Sir John was among what Ross terms "captains of industry" who the report singles out for the failure, in addition to RNZ and those organising day-to-day running of the event.

The Karapiro 2010 board included former RNZ chairman Bill Falconer, current chairman Ivan Sutherland, RNZ board members Gerry Dwyer and Mike Stanley (until Stanley was elected Olympic Committee president last year), Waipa mayor Alan Livingston, Hamilton mayor Bob Simcock, Tainui representative Stanley Papa, and businessmen Doug Heffernan, Ray Salter, Peter Masfen and John Maasland.

The report states: "The financial management approach adopted by the Karapiro 2010 Ltd board significantly contributed to the cause of the event deficit. The lack of appropriate financial reporting and analysis meant the board and management were primarily focused on operational decisions to create a world-class event with insufficient emphasis on the economic outcome and financial risk management."

It adds: "The exact roles and responsibilities of the K2010 Board members were unclear."

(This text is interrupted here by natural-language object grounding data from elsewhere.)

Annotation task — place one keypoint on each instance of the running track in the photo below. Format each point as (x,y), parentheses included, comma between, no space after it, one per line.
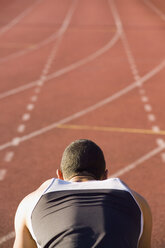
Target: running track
(73,69)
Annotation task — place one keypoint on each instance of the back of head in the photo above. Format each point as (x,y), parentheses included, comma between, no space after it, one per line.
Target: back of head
(83,157)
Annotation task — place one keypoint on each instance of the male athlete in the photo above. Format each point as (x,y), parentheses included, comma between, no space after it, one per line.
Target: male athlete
(82,208)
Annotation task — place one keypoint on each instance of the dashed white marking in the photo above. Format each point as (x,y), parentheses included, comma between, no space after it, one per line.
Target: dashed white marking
(155,129)
(148,107)
(16,141)
(142,91)
(155,9)
(163,157)
(7,237)
(40,83)
(137,78)
(37,90)
(21,128)
(160,142)
(39,45)
(85,111)
(144,99)
(2,175)
(139,161)
(151,117)
(34,98)
(30,107)
(9,156)
(26,117)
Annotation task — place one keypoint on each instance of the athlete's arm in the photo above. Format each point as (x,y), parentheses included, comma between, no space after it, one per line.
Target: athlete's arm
(23,237)
(145,240)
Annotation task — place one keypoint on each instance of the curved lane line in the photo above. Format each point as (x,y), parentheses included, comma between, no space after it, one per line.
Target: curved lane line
(65,69)
(139,161)
(155,9)
(39,45)
(18,18)
(84,111)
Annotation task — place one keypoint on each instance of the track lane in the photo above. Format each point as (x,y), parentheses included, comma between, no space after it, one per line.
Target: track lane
(116,147)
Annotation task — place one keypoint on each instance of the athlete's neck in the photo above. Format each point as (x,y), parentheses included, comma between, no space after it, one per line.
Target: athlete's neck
(82,178)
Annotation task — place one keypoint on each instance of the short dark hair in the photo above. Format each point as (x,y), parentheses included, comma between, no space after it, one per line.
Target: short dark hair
(83,157)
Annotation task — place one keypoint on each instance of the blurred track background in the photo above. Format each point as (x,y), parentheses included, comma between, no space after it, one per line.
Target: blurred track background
(72,69)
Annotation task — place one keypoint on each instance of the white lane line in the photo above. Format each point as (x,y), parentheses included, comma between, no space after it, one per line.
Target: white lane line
(139,161)
(155,129)
(155,9)
(17,19)
(50,39)
(121,172)
(124,39)
(26,117)
(2,174)
(66,69)
(30,106)
(37,90)
(7,237)
(142,91)
(81,113)
(151,117)
(9,156)
(160,142)
(15,142)
(163,157)
(21,128)
(34,98)
(147,107)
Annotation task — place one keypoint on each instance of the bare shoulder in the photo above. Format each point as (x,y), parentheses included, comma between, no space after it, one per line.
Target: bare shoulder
(28,201)
(145,240)
(23,237)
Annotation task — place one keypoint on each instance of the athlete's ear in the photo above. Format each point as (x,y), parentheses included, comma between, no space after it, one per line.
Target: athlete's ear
(59,174)
(105,174)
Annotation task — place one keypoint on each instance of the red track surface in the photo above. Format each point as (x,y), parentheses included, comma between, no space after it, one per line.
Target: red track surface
(103,49)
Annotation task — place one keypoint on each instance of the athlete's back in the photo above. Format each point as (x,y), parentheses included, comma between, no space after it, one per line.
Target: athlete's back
(89,214)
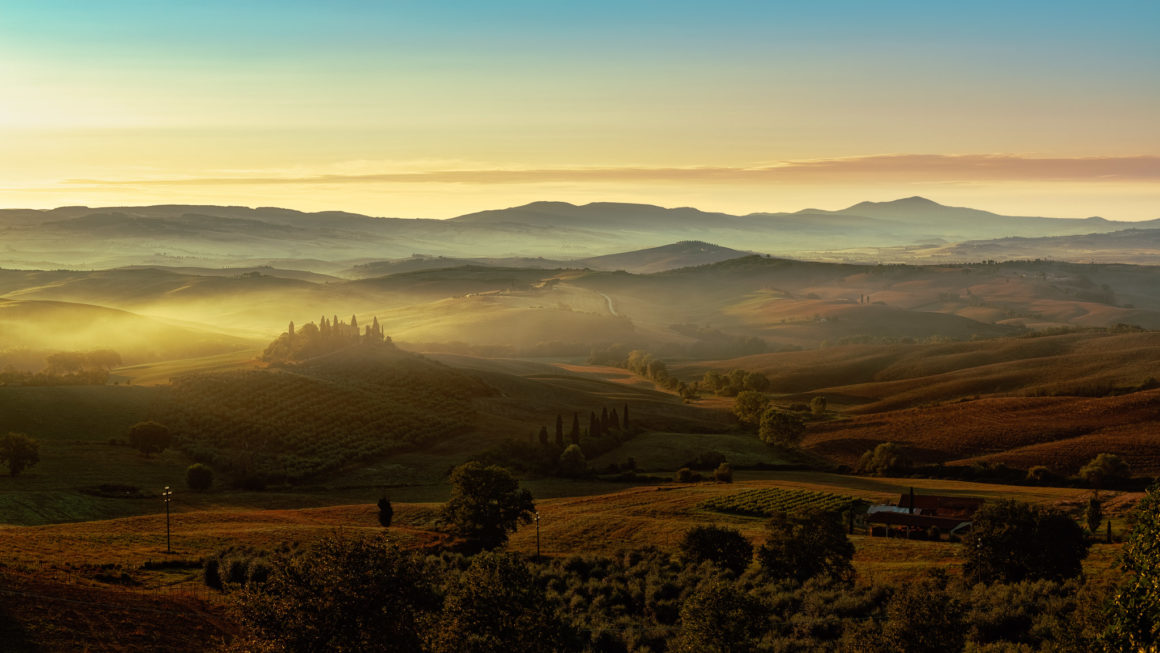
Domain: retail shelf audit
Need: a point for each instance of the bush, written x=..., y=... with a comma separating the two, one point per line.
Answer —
x=342, y=594
x=806, y=544
x=707, y=461
x=780, y=428
x=385, y=512
x=212, y=573
x=1106, y=470
x=198, y=477
x=724, y=546
x=724, y=473
x=719, y=617
x=1043, y=476
x=495, y=606
x=1009, y=542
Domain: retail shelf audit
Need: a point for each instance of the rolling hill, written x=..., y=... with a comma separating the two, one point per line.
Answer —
x=328, y=241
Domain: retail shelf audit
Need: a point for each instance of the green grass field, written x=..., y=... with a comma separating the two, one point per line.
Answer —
x=669, y=451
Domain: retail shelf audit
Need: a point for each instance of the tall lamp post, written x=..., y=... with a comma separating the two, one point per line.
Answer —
x=167, y=495
x=536, y=516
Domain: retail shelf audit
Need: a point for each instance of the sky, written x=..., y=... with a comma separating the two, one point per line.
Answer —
x=435, y=109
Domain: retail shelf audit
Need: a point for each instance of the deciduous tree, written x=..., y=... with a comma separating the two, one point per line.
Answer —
x=19, y=451
x=486, y=503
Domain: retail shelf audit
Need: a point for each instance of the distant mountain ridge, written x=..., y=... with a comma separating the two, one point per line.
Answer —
x=332, y=241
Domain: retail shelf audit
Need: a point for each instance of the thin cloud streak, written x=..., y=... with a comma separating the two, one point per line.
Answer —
x=886, y=167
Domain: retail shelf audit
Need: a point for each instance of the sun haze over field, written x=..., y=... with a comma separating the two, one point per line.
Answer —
x=435, y=110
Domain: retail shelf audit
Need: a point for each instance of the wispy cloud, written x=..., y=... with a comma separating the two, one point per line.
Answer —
x=885, y=167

Ross says: "They deviated from the original business plan and budget. They became reliant on gate sales - which we advised not to do during the bid process - and overspent on off-water entertainment and an oversized, expensive grandstand that was beyond their means.

"When [original event organiser] Arthur Klap and I set the budget, which was signed off by Sparc and FISA, it would have dropped $500,000 into RNZ's coffers," Ross says. "Only [Waipa mayor] Livingston really did his job. He managed to get the investment in the lake and the surrounding area which has left the district a lasting legacy."

Klap had to step down before the event because of cancer; he has since recovered. As RNZ CEO, Ross was convicted of two counts of fraud in July 2008 and fined $10,000 for forging documents to elicit almost $370,000 worth of charitable grants. The documents were to buy what were considered faster Italian boats rather than those made in New Zealand. Because his actions were not for personal gain, Ross had the convictions and fine overturned, provided he paid $15,000 towards prosecution costs.

The Evers-Swindell twins won Olympic gold in Beijing by 0.01s and Nathan Twaddle and George Bridgewater took bronze - both medals were won in Italian boats.